Si rischia insomma che la cultura sia atrofizzata per dare spazio a questi social che non danno alcuna informazione ma ci fanno solo sbirciare dal buco della serratura, con superficialità.

Qualche anno fa un ministro disse “Con la cultura non si mangia”. Così fu seppellito un concetto fondamentale. La cultura è un modo di stare al mondo: vuol dire educazione, salutare l’altro, condividere, avere gli occhi per vedere la bellezza del nostro Paese. Invece abbiamo persino tolto la storia dell’arte dalle scuole.

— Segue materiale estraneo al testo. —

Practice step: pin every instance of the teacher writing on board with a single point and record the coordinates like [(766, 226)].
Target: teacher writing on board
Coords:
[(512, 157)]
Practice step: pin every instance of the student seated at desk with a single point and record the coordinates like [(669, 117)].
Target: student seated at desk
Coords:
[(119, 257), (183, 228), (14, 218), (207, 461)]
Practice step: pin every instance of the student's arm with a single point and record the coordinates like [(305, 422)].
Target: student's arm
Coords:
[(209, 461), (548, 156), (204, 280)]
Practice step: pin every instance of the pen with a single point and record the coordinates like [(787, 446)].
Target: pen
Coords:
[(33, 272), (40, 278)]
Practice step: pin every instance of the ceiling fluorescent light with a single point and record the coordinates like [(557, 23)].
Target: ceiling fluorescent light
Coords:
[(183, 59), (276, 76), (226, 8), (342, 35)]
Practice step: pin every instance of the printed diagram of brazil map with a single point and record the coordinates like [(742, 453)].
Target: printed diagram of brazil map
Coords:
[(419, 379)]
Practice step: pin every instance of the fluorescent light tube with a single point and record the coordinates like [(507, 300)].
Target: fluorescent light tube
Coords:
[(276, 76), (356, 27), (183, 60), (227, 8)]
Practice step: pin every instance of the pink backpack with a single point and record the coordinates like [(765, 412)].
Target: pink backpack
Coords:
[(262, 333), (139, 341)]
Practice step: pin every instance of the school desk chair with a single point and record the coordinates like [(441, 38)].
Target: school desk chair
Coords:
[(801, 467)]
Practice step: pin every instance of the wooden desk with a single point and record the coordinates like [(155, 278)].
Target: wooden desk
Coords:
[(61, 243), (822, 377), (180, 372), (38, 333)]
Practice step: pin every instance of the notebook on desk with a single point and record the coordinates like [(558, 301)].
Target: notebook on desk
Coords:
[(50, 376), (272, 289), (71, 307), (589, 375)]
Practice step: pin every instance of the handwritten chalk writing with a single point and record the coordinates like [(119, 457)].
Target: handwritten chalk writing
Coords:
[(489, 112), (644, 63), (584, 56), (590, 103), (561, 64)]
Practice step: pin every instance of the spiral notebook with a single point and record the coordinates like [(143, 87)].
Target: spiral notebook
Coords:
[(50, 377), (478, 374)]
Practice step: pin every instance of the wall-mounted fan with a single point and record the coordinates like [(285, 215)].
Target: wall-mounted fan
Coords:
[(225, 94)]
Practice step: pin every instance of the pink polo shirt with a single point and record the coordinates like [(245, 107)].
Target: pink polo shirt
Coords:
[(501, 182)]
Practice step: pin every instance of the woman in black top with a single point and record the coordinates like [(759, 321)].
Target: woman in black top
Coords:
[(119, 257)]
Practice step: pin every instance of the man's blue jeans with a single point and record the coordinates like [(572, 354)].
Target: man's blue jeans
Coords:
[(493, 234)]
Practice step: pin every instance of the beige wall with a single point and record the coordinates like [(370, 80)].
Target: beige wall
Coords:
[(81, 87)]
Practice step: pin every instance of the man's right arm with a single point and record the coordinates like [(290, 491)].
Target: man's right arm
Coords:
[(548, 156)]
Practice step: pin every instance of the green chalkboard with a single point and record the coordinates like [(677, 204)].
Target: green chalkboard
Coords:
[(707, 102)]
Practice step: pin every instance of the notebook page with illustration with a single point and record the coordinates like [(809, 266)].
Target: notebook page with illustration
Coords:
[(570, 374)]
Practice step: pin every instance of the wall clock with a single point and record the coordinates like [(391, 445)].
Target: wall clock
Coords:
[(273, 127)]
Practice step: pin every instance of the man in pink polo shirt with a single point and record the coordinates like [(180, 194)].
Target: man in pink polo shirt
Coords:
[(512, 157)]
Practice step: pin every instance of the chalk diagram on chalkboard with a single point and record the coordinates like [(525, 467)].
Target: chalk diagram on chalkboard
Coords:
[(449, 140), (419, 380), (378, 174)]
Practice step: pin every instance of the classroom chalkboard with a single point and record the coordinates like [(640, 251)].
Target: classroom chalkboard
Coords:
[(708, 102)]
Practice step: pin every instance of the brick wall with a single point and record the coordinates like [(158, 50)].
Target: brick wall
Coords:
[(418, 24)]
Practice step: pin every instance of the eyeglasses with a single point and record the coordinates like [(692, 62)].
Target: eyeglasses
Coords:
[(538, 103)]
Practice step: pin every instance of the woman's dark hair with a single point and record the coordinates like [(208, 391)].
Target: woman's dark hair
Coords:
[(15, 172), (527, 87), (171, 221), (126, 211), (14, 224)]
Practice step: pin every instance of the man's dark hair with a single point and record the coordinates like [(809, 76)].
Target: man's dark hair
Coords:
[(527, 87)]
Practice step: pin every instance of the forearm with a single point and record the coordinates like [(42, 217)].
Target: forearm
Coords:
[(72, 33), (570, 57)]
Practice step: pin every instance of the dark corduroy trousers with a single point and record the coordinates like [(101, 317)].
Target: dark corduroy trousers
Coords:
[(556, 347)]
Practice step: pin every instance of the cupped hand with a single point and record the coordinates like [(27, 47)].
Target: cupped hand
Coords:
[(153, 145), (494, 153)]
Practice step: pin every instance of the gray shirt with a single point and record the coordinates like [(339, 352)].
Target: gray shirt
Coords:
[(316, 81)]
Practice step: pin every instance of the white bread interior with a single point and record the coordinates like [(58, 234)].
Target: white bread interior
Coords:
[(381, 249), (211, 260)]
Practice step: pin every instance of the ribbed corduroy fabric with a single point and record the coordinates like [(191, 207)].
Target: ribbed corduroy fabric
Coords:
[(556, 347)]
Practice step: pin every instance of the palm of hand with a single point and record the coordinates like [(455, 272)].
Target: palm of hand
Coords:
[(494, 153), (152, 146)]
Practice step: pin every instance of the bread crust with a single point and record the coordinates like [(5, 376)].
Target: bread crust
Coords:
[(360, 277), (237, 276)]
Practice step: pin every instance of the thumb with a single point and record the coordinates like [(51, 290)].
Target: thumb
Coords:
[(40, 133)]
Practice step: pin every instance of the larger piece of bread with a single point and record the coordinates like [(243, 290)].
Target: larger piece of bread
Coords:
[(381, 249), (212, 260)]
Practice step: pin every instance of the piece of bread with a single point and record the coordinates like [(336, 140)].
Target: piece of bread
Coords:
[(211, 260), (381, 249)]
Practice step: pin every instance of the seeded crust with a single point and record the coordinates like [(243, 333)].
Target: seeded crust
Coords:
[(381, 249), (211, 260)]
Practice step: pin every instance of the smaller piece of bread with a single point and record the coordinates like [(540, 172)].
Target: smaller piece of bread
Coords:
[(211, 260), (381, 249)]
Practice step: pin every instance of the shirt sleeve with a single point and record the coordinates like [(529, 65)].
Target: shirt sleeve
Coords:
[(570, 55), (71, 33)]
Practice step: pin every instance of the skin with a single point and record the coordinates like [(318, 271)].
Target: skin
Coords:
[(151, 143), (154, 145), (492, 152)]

Le scuole di teatro hanno un valore?

Quelle vere sì, assolutamente.

Quindi vuol dire che però esiste anche qualcuno che ancora le considera. C’è speranza per il futuro.

Per fortuna sì. Soffro molto per la manipolazione dei ragazzi di oggi, che devono essere invece il futuro della vita, quindi ho un progetto che doveva partire già tempo fa ma poi è stato interrotto dalla pandemia. Incontri di attività creative per i giovani, nonché con i genitori circa il danno della tecnologia al cervello bloccandone i neuroni. I più grandi pedagogisti hanno sempre sottolineato l’importanza dell’attività creativa: infatti i bambini più felici sono quelli che cantano, ballano, si muovono. La parte sinistra del cervello deve essere viva, sennò si impedisce un’evoluzione sentimentale ed emozionale dell’essere umano.

Se la vita di Simona Marchini fosse una canzone quale sceglierebbe?

Ho sempre amato tantissimo le canzoni francesi. Sceglierei Edith Piaf: Non je ne regrette rien. Non rimpiango niente perché ho vissuto la vita nella pienezza del mio cuore. E’ la canzone che mi rappresenta di più.